Refactoring with AI: Lessons in Introducing a Decorator Pattern

Published by Manuel Rivero on 05/03/2026

AI, Object-Oriented Design, Design Patterns, Refactoring

Introduction.

In a previous post we explained a refactoring we did to make code and tests more maintainable by introducing a decorator to separate responsibilities.

We refactored the original code and its tests using the AI assistant in WebStorm.

This post shows how we guided the AI assistant through this refactoring, the problems we faced and our learnings.
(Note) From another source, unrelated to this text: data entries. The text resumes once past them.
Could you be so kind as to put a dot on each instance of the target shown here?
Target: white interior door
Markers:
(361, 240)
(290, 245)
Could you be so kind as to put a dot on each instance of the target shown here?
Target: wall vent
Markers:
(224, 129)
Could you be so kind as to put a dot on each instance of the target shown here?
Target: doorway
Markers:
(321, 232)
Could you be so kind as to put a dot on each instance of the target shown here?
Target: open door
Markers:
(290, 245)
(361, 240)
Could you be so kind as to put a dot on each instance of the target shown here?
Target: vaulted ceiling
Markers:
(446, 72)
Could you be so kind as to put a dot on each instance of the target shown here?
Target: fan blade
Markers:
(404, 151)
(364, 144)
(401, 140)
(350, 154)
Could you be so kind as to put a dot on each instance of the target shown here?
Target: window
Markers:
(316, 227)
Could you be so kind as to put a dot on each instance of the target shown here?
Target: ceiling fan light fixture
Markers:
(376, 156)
Introducing the decorator.

This is the initial code of the AcmeCompanyApi class:

We prompted the AI assistant with:

create a decorator of CompanyApi called WithErrorHandlingCompanyApi that handles all the possible error cases that AcmeCompanyApi is currently handling

This prompt made the AI assistant create the WithErrorHandlingCompanyApi decorator and simplify the AcmeCompanyApi class by removing all the error handling:

It did it much better than we expected taking into account we just used a one-shot prompt and no rules file: the tool correctly created the decorator and removed all the error handling logic from the decorated class. We think that using design patterns vocabulary in the prompt might have helped.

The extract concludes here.